Former Speaker of the South Carolina House Bobby Harrell, R-Charleston, pleaded guilty Thursday to six counts of use of campaign funds for personal expenses and has resigned from his seat in the South Carolina House of Representatives.
In a plea hearing at the Richland County courthouse, Harrell was sentenced to six years in prison, suspended in favor of three years of probation with a $30,000 fine. The 58-year-old Republican agreed to the following conditions in a written plea agreement:
- Harrell agreed not to seek or hold public office for the three years he is on probation. The Charleston Republican was first elected to the House in 1993 and elected Speaker in 2005.
- Harrell will pay a $30,000 fine plus an additional $93,958 to the general fund of South Carolina. Harrell will also turn over all of his remaining campaign account to the state’s general fund. That amount was not immediately available.
The 1st Circuit Solicitor’s Office on Thursday also revealed a new, tenth indictment handed down against Harrell (one of the six counts included in the plea). The plea deal does not affect the three previous misconduct and false reporting charges related to the case. Prosecutors agreed not to prosecute these four counts in exchange for Harrell paying the nearly $124,000 required in the plea deal and cooperating in future investigations.
The plea agreement requires Harrell to cooperate with state and federal prosecutors, including to possibility of testifying “fully and truthfully at any trials or other proceeding” in state or federal court. He must also submit to polygraph examinations.
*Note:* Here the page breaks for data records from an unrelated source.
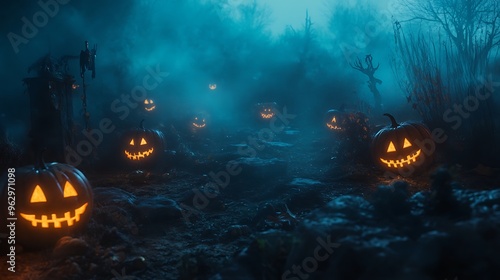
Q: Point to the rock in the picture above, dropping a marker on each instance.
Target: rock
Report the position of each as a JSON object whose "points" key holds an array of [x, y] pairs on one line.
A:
{"points": [[236, 231], [304, 182], [113, 237], [68, 246], [136, 263], [157, 209], [391, 201], [278, 144], [115, 196]]}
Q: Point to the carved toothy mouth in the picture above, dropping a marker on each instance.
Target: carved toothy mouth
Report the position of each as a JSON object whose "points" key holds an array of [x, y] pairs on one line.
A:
{"points": [[401, 162], [267, 116], [333, 127], [139, 155], [45, 221], [199, 125]]}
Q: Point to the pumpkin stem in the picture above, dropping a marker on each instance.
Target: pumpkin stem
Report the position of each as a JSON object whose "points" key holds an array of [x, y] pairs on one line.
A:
{"points": [[394, 124]]}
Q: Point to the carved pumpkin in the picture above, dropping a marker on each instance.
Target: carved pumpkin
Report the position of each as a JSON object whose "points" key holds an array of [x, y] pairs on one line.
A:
{"points": [[396, 146], [149, 105], [266, 111], [143, 145], [52, 200], [199, 122], [335, 120]]}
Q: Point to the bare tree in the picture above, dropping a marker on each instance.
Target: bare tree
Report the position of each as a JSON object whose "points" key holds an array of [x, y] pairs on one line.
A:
{"points": [[472, 25], [369, 71]]}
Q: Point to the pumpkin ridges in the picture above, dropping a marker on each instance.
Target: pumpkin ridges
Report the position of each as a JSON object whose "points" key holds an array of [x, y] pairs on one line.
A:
{"points": [[51, 181]]}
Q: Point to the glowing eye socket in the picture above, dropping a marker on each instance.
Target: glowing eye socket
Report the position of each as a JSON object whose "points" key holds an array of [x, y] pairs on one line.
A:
{"points": [[69, 190], [391, 147], [38, 195], [407, 143]]}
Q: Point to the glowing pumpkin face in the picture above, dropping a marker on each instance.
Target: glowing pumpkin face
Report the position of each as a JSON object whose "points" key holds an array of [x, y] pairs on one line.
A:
{"points": [[267, 110], [149, 105], [395, 147], [335, 120], [199, 122], [141, 145], [52, 201]]}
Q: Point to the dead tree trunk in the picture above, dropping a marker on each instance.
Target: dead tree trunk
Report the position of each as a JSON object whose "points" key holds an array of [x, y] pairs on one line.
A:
{"points": [[372, 81]]}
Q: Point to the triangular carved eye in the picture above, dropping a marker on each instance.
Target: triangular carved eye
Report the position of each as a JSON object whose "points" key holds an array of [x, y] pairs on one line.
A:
{"points": [[391, 147], [69, 190], [406, 144], [38, 195]]}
During the Thursday hearing, Harrell repeatedly answered “yes,” to questions by Judge Casey Manning asking if the charges against him were true. But afterwards he released a statement saying he still did not believe he had done anything wrong.
“I have agreed to this today to end what has been a two year nightmare,” he said in an email released by the South Carolina House GOP. “This has been incredibly hard on my family and me, and it is time for it to end. We have a fundamental disagreement over the proper use of a campaign account to fly a private aircraft to conduct state and campaign business, but to continue to fight this would have taken at least another year, possibly two.”
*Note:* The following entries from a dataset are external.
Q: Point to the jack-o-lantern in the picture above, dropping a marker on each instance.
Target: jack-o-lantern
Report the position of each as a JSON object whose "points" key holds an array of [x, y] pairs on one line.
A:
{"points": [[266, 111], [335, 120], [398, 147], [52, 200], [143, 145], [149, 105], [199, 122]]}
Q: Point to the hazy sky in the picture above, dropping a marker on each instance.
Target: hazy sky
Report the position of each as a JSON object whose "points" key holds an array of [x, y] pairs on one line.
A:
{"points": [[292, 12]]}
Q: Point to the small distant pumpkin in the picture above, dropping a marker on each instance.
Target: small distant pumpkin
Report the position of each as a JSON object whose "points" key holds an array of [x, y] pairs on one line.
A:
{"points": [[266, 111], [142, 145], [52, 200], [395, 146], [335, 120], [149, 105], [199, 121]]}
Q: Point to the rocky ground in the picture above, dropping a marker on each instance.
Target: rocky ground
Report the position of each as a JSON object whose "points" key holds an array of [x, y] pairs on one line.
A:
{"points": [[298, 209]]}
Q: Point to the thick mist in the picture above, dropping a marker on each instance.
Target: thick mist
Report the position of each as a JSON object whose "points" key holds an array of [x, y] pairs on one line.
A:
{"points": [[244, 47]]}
He thanked those who had offered “words of encouragement and prayers” for his wife and himself and said he would try to find other ways to serve the Lowcountry and South Carolina.
Prosecutors said the six charges to which Harrell pleaded guilty all dealt with use of a private plane. Harrell is a registered pilot and would often reimburse himself with campaign funds after reporting flights he had made to Columbia from his home in Charleston. A State Law Enforcement Division investigation found the Speaker had reimbursed himself $650 per hour for each flight, which Pascoe said was enough to help pay for the plane.
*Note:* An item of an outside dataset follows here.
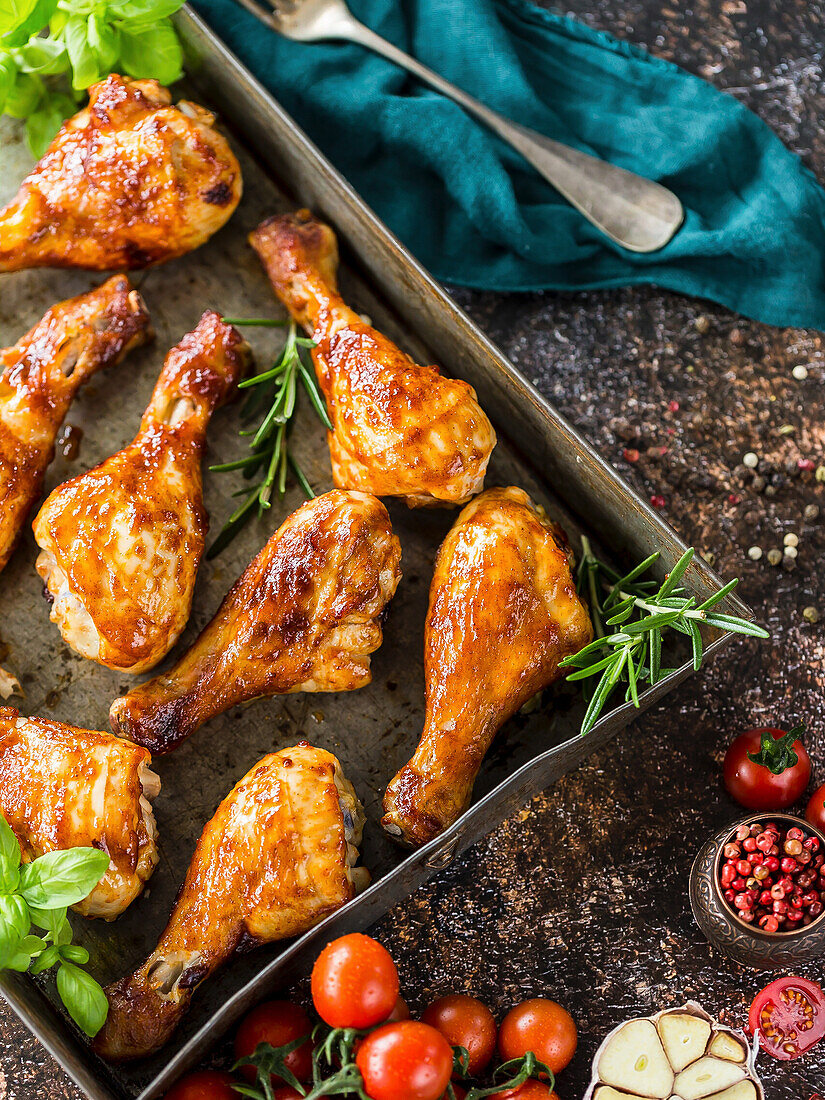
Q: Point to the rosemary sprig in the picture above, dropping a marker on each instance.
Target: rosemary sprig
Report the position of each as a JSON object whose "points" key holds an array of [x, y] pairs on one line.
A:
{"points": [[274, 392], [629, 615]]}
“The majority of the flights were for actual legislative and campaign purposes,” 1st Solicitor David Pascoe told the court Thursday. “But the defendant still derived an improper personal benefit for it.” However, SLED investigators flagged a handful of 2009 flights they considered suspicious. One of those was a January 8 flight that year to Fort Lauderdale, Florida. While Harrell reported the trip as “legislative travel” on his campaign expense report. But Pascoe said Harrell actually flew with family and friends to attend a high school baseball tournament.
Pascoe said SLED investigators also identified four round trip flights Harrell reported from Charleston to Columbia that he called “non-existent.” However, prosecutors allowed Harrell’s legal team to add a “caveat” during his guilty plea that maintained the flights did occur, but he would plead guilty to improperly reimbursing himself.
The solicitor insisted investigators had evidence to show Harrell did not fly to Columbia on those days, “The State can prove the trip did not happen, but if he agrees that he’s guilty of this charge and that he received an excessive benefit, then I’m fine with that,” he told Judge Manning.
Pascoe continued that investigators were able to obtain flight records and pilot logs which showed the Speaker used the plane for much less time than he reported on his campaign forms. Prosecutors said cell phone records on the dates in question show Harrell’s phone signal moving between Columbia and Charleston in a manner consistent with driving rather than flying.
The First Circuit Solicitor took over the case’s prosecution following a months-long legal fight this spring. Harrell’s attorneys sought to remove state Attorney General Alan Wilson from the grand jury process, saying he had a conflict of interest. Wilson eventually agreed to remove himself from the grand jury process. The Attorney General’s Office had been gathering evidence for a possible indictment after the State Law Enforcement Division completed a report into Harrell’s activities last year. Wilson had asked SLED to investigate after receiving an initial ethics complaint from South Carolina Policy Council president Ashley Landess.
That SLED report is still yet to be released.
Harrell’s resignation means current acting Speaker Jay Lucas will now take over the position on a permanent basis. “This is a disappointing day for South Carolina and the South Carolina House of Representatives,” he said in a brief statement after Harrell’s conviction. “Days like this test the faith of the citizens of this State in their public officials. It is my hope that bringing this matter involving Speaker Harrell to a close will allow the House to move forward and to focus on the issues important to South Carolina.”
Lucas is the only lawmaker who has said he will run for House Speaker once legislators return to the Statehouse after Election Day.